3.3. CXR Preprocessing
In a typical end-to-end learning framework, input images are forwarded to the network without any significant preprocessing. This approach is fine for natural images which usually do not have any issues related to exposure or contrast. However, in our case (i.e., chest X-rays), we believe that as the physicians can benefit from an appropriately processed CXR during diagnosis, the features extraction in deep learning models can also be improved [
42]. In this regard, we evaluated various sets of preprocessing approaches for deep learning of CXRs and found that the contrast limited adaptive histogram equalization (CLAHE) method can prominently highlight the anatomical structures and other regions of interest in CXRs for easy visualization and interpretation. It effectively eliminates issues arising from uneven illumination which makes it difficult to observe darker and overly bright regions. It helps highlight important characteristics of CXRs such as consolidation, improves infiltrates appearance due to adaptive/local contrast adjustment, and enhances minute details which can be highly beneficial for the early detection of an infection.

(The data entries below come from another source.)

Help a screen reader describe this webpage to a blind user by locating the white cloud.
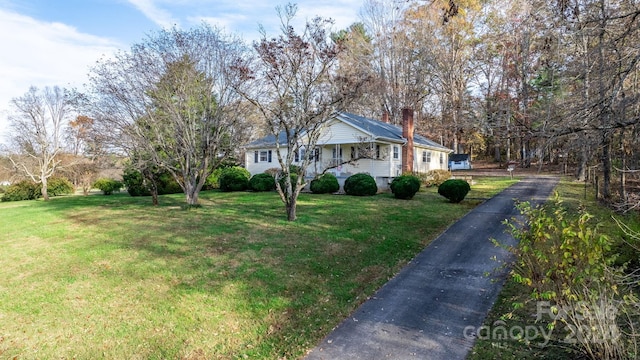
[0,9,121,142]
[128,0,180,28]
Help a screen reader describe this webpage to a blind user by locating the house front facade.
[245,113,453,189]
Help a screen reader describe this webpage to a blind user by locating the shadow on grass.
[30,186,492,358]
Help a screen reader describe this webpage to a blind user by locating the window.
[260,150,269,162]
[422,151,431,162]
[253,150,272,163]
[333,145,342,165]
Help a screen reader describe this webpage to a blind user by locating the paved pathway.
[306,176,558,360]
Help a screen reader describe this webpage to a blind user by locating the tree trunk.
[40,175,49,201]
[185,184,199,206]
[576,132,589,181]
[151,186,160,206]
[602,130,611,201]
[286,196,297,221]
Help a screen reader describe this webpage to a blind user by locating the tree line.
[1,0,640,220]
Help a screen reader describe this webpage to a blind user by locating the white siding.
[245,148,287,176]
[318,121,367,145]
[413,147,448,173]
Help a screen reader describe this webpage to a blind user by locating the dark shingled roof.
[247,113,451,152]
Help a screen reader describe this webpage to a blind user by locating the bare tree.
[91,25,248,205]
[9,86,71,200]
[237,4,367,221]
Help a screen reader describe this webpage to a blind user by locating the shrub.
[154,171,184,195]
[122,167,146,196]
[47,177,76,196]
[438,179,471,203]
[278,171,298,192]
[220,166,251,191]
[391,175,420,200]
[122,168,182,196]
[93,178,124,195]
[249,173,276,191]
[203,167,226,190]
[420,170,451,187]
[310,173,340,194]
[344,173,378,196]
[2,180,42,201]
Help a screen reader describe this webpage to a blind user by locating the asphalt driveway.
[306,176,558,360]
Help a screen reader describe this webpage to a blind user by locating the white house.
[245,110,453,189]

Figure 2 presents CXRs from both normal and COVID-19 patients. The unprocessed CXRs appear foggy, have uneven illumination, and the details which distinguish a normal CXR from the one with an infection are not prominently visible. Enhancements obtained via CLAHE depicted in the second and fourth columns reveal the differences in both normal and COVID-19 infected patients. Elaboration of critical regions in CXRs will allow deep learning models to effectively model subtle differences.
3.4. COVID-Specific Deep Feature Space Construction and Features Extraction
Features extraction is the most crucial part of any visual recognition system. CNNs have proven to be excellent features extractors which serve as the backbone for many visual recognition tasks involving classification, object detection and localization, and image segmentation. The features extraction module in our framework consists of a fine-tuned DenseNet121 model which is pretrained on CheXpert Dataset. This pre-trained model has shown comparable performance to an expert radiologist in identifying 18 chest pathologies in CXRs. In our case, we fine-tuned this model on a COVID-19 dataset which consists of normal and COVID infected radiographs. As a result of the fine-tuning, the features extraction pipeline was optimized to detect anomalies in CXRs. This model was then used to construct a feature subspace for representing COVID-infected patients.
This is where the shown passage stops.